Quase chegando ao final do “corredor”, o motorista parou o carro e indicou que deveríamos pagar a taxa de 90 bolívares para sair da Venezuela. O estabelecimento do Órgão Público Federal que recebia essa tarifa era simplesmente um casebre tão arruinado e no meio do nada, que eu duvidei que aquilo fosse oficial. De um guichê, com a pintura toda descascada, do qual não se enxergava o atendente, saiu a mão que pegou nosso dinheiro. Enfim, retiramos o documento de recibo e seguimos. Ao chegarmos, finalmente, perto da fronteira, o motorista parou e tivemos que caminhar, pois ela estava fechada devido a protestos de caminhoneiros. Pegamos as mochilas e começamos a andar. Logo em seguida, entramos em outra casinha xexelenta, para carimbarmos a saída de nossos passaportes e, minutos depois, na Imigración em Maicao, para carimbarmos a entrada na Colômbia. Tínhamos oficialmente deixado a República Bolivariana de Venezuela.

Saímos do meio do protesto e um rapaz nos abordou e nos levou de táxi, por 25 bolívares, ao deteriorado terminal de ônibus de Maicao para pegarmos o ônibus para Santa Marta.

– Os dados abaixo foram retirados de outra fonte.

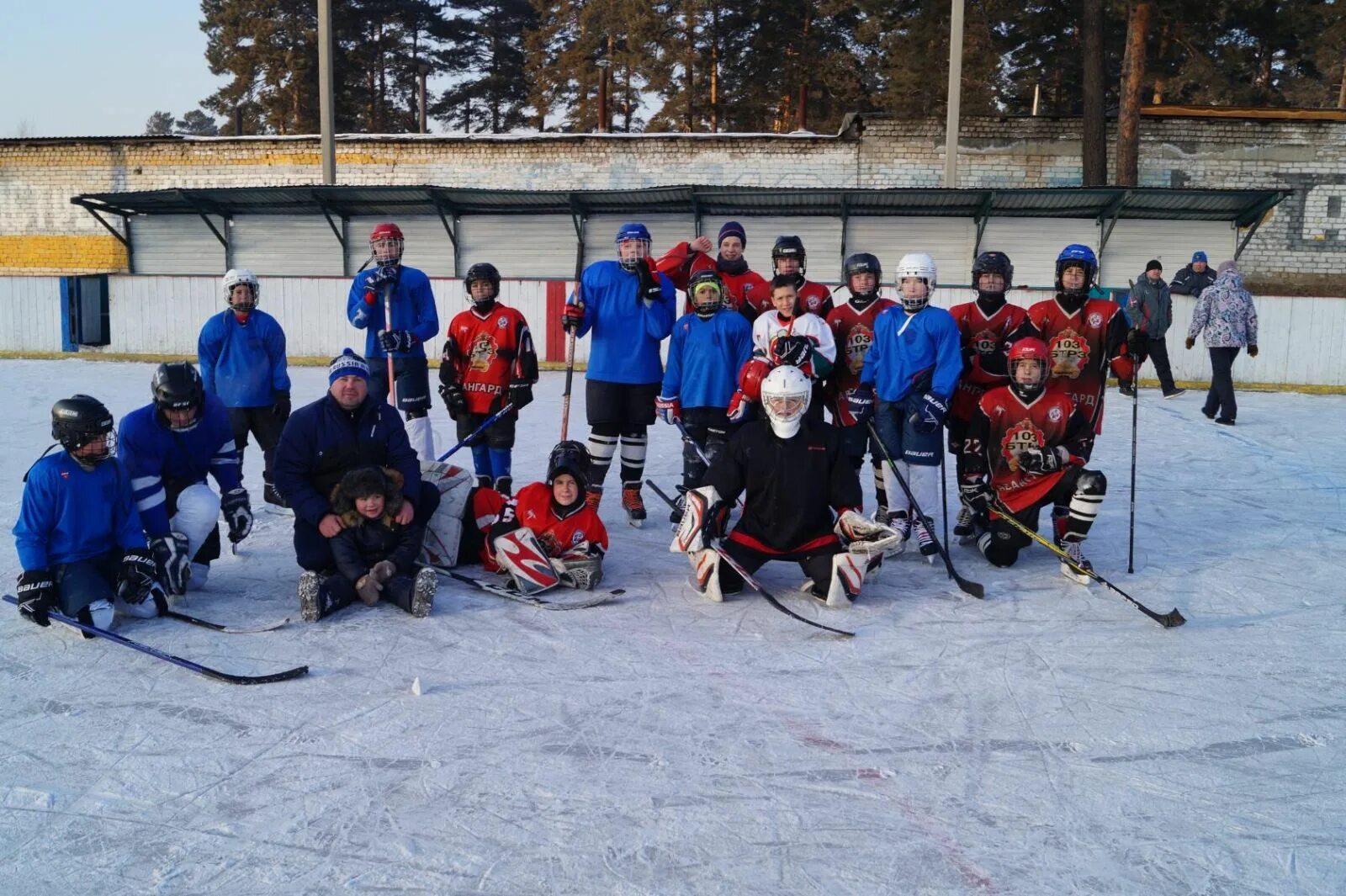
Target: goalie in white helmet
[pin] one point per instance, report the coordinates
(801, 496)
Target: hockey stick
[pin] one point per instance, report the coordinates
(747, 577)
(964, 584)
(177, 660)
(477, 432)
(500, 591)
(228, 630)
(1168, 620)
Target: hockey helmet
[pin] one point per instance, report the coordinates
(488, 272)
(785, 399)
(81, 420)
(387, 244)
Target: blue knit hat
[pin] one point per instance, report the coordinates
(733, 229)
(347, 363)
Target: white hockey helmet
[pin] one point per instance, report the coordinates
(785, 397)
(915, 265)
(236, 276)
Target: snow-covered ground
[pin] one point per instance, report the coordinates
(1047, 740)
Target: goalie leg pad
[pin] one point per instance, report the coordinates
(522, 557)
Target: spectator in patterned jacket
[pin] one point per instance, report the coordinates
(1227, 314)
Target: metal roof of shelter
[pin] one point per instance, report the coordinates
(1240, 206)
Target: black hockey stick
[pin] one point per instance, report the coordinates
(964, 584)
(177, 660)
(747, 577)
(1168, 620)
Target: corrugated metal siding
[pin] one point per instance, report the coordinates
(427, 244)
(522, 245)
(30, 314)
(177, 245)
(1135, 242)
(295, 245)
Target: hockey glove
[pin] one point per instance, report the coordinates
(237, 513)
(37, 595)
(454, 400)
(792, 350)
(670, 409)
(174, 561)
(858, 406)
(520, 393)
(397, 339)
(572, 316)
(139, 575)
(739, 406)
(1043, 460)
(929, 413)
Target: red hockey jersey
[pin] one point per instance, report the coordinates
(980, 337)
(488, 353)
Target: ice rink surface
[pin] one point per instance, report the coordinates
(1047, 740)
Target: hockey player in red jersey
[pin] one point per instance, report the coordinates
(789, 258)
(983, 327)
(1026, 448)
(852, 328)
(488, 362)
(745, 289)
(544, 536)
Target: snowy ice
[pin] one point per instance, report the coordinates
(1047, 740)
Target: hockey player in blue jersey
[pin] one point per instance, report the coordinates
(411, 305)
(708, 347)
(630, 308)
(912, 368)
(78, 534)
(241, 353)
(170, 447)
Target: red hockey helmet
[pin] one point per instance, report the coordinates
(750, 377)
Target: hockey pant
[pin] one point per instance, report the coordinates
(1080, 490)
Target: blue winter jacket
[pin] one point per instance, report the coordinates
(72, 514)
(412, 310)
(626, 331)
(244, 363)
(158, 456)
(322, 443)
(906, 347)
(704, 358)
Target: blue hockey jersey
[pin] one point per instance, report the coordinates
(626, 332)
(412, 308)
(158, 458)
(71, 513)
(906, 347)
(704, 358)
(244, 363)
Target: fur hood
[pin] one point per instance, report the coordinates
(343, 505)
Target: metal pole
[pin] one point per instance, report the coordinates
(326, 97)
(951, 125)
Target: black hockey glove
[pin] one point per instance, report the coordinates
(37, 595)
(1042, 460)
(139, 575)
(237, 513)
(397, 339)
(522, 393)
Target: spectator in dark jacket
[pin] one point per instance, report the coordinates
(1193, 278)
(1151, 311)
(376, 556)
(325, 440)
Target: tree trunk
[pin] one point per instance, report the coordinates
(1094, 125)
(1132, 80)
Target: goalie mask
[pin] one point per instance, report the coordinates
(785, 397)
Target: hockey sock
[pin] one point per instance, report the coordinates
(602, 447)
(633, 456)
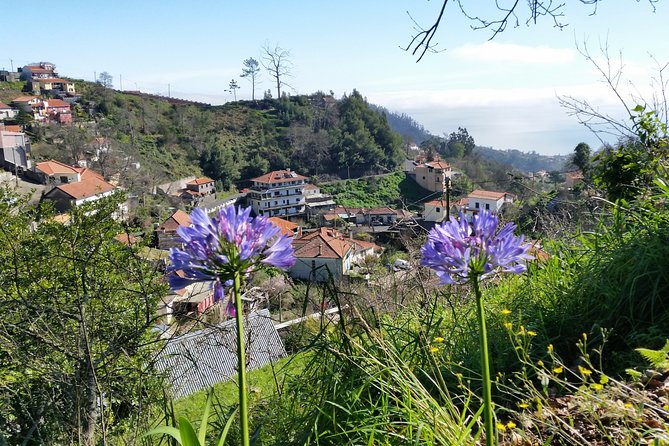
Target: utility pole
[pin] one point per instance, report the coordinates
(448, 198)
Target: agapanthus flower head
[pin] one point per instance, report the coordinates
(215, 249)
(457, 250)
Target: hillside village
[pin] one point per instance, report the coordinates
(354, 228)
(331, 241)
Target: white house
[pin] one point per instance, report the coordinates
(490, 201)
(435, 210)
(7, 112)
(328, 252)
(279, 193)
(15, 150)
(55, 172)
(66, 196)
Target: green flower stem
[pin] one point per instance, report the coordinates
(490, 435)
(241, 357)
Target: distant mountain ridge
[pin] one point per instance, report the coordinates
(413, 131)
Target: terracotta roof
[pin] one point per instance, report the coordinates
(11, 128)
(379, 211)
(324, 243)
(126, 239)
(287, 227)
(279, 176)
(52, 79)
(24, 99)
(57, 103)
(436, 165)
(201, 180)
(84, 189)
(53, 167)
(487, 194)
(441, 203)
(87, 173)
(179, 218)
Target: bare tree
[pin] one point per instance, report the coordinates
(105, 79)
(251, 70)
(611, 70)
(277, 62)
(510, 12)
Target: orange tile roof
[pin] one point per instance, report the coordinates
(487, 194)
(324, 243)
(201, 180)
(279, 176)
(287, 227)
(85, 188)
(52, 79)
(179, 218)
(436, 165)
(53, 167)
(87, 173)
(11, 128)
(24, 99)
(57, 103)
(380, 211)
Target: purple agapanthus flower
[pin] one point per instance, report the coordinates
(218, 248)
(457, 250)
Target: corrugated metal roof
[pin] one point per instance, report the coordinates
(199, 360)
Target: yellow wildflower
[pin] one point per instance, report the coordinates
(584, 371)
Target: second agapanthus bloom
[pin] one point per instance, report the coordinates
(456, 249)
(215, 249)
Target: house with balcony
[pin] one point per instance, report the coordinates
(51, 84)
(15, 151)
(166, 233)
(93, 188)
(326, 252)
(490, 201)
(7, 112)
(279, 193)
(433, 175)
(41, 70)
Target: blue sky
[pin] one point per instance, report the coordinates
(503, 91)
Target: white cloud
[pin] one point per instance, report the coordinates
(510, 52)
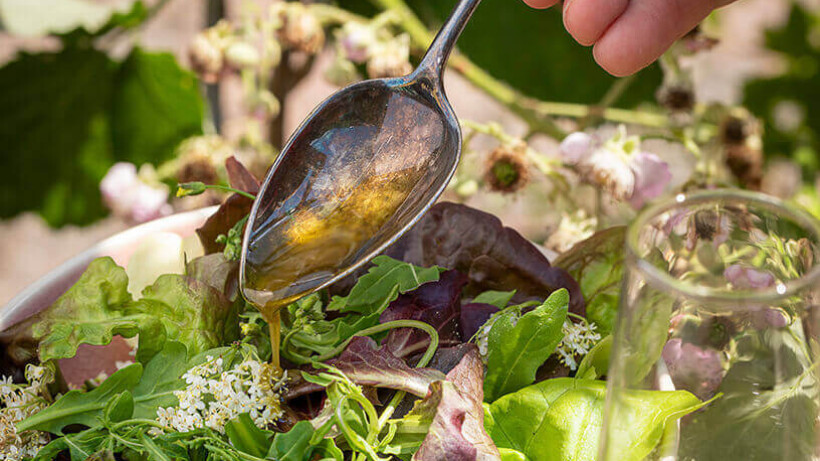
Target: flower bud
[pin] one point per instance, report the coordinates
(300, 30)
(191, 188)
(390, 59)
(507, 169)
(242, 55)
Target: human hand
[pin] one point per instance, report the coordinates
(628, 35)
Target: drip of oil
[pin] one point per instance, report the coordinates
(303, 249)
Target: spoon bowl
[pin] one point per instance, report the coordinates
(358, 173)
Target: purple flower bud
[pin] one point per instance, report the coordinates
(577, 147)
(693, 368)
(651, 178)
(747, 278)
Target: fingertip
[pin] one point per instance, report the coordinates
(541, 4)
(587, 20)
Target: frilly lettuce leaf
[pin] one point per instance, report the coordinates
(518, 343)
(560, 420)
(98, 307)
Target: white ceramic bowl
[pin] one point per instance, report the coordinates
(91, 360)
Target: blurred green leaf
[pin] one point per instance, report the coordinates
(66, 117)
(530, 50)
(792, 122)
(43, 17)
(54, 132)
(156, 104)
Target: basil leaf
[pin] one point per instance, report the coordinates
(382, 284)
(518, 344)
(560, 420)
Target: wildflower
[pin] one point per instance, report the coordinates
(129, 196)
(213, 396)
(18, 402)
(571, 230)
(507, 169)
(618, 165)
(579, 338)
(390, 58)
(357, 41)
(300, 30)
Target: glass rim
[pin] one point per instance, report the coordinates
(662, 280)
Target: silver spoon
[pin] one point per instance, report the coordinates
(357, 174)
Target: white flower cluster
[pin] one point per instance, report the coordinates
(18, 402)
(214, 396)
(579, 338)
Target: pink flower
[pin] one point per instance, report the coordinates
(129, 197)
(577, 147)
(747, 278)
(693, 368)
(651, 178)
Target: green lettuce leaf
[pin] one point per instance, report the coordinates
(382, 285)
(597, 264)
(517, 344)
(98, 306)
(560, 420)
(147, 389)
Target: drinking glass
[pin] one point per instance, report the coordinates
(720, 302)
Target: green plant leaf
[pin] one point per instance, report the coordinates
(560, 420)
(155, 105)
(77, 407)
(382, 284)
(246, 437)
(159, 380)
(597, 264)
(499, 299)
(518, 344)
(54, 130)
(90, 312)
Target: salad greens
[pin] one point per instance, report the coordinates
(431, 352)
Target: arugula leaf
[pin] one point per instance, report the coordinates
(382, 284)
(159, 380)
(436, 303)
(597, 264)
(560, 419)
(499, 299)
(296, 445)
(77, 407)
(246, 437)
(517, 344)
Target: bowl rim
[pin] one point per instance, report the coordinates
(43, 291)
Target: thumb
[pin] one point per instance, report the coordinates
(541, 4)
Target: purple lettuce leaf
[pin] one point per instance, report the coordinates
(232, 210)
(457, 417)
(436, 303)
(494, 257)
(474, 316)
(367, 364)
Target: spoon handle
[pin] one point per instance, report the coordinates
(436, 56)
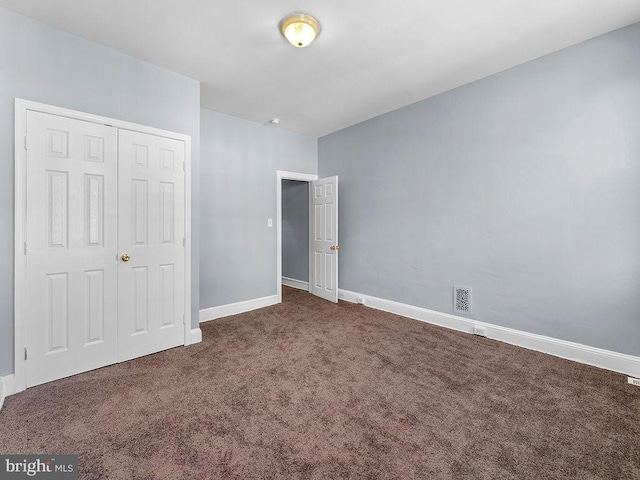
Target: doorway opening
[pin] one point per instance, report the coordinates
(295, 234)
(293, 189)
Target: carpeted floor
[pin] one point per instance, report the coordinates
(309, 389)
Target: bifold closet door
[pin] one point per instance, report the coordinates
(151, 232)
(71, 245)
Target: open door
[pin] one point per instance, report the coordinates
(323, 234)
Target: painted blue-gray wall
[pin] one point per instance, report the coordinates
(238, 194)
(524, 185)
(295, 230)
(46, 65)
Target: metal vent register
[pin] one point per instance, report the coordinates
(461, 299)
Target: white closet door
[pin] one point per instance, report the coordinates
(71, 295)
(151, 232)
(324, 238)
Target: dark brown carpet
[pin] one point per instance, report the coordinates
(309, 389)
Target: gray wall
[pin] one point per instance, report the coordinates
(238, 195)
(46, 65)
(295, 230)
(524, 185)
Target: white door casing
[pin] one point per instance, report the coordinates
(323, 234)
(151, 231)
(66, 238)
(72, 280)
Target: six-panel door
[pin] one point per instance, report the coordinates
(324, 238)
(94, 193)
(71, 294)
(151, 230)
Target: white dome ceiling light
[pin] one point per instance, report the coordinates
(299, 29)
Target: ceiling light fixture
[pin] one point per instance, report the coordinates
(299, 29)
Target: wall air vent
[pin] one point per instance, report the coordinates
(462, 299)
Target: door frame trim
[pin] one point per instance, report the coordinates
(21, 108)
(284, 175)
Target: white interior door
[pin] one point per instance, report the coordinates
(323, 261)
(71, 277)
(151, 231)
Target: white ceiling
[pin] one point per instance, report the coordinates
(370, 58)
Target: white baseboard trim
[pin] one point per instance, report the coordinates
(292, 282)
(618, 362)
(236, 308)
(7, 387)
(195, 336)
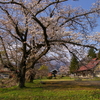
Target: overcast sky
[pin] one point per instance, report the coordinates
(86, 4)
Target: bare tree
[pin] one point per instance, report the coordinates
(28, 28)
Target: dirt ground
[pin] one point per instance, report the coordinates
(72, 85)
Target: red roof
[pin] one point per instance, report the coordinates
(90, 65)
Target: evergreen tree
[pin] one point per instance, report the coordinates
(74, 65)
(91, 53)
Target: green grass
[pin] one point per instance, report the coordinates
(51, 90)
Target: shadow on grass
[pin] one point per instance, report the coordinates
(71, 85)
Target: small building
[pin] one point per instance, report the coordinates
(92, 69)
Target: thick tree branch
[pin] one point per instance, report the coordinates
(73, 43)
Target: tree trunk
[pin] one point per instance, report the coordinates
(21, 78)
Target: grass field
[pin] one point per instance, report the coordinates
(54, 89)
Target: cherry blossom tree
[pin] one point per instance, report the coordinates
(28, 29)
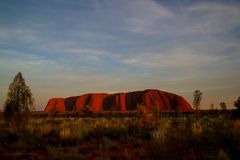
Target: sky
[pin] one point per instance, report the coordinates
(71, 47)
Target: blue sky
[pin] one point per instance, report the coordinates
(71, 47)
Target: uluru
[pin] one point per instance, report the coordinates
(97, 102)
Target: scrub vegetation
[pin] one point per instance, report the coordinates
(142, 135)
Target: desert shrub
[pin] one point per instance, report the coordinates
(63, 153)
(147, 118)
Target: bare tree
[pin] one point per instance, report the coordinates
(197, 97)
(19, 100)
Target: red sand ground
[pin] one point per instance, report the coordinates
(164, 101)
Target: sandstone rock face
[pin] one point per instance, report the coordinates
(96, 102)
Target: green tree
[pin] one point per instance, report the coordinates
(223, 105)
(197, 97)
(19, 101)
(236, 113)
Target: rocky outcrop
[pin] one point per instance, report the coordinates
(96, 102)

Para finalizar essa parte do relato, só gostaria de dizer que adorei a Venezuela e voltaria lá, sem dúvida. Ela tem uma natureza linda e preservada, condizendo com a bela frase que eu li ainda na Asosiación Civil Comunidad Indígena Kanaimö, no Parque Nacional da Canaima:

“El ambiente no es uma herencia que recibimos de nuestros ancestros, sino uma cosa que tomamos prestado de nuestros hijos”.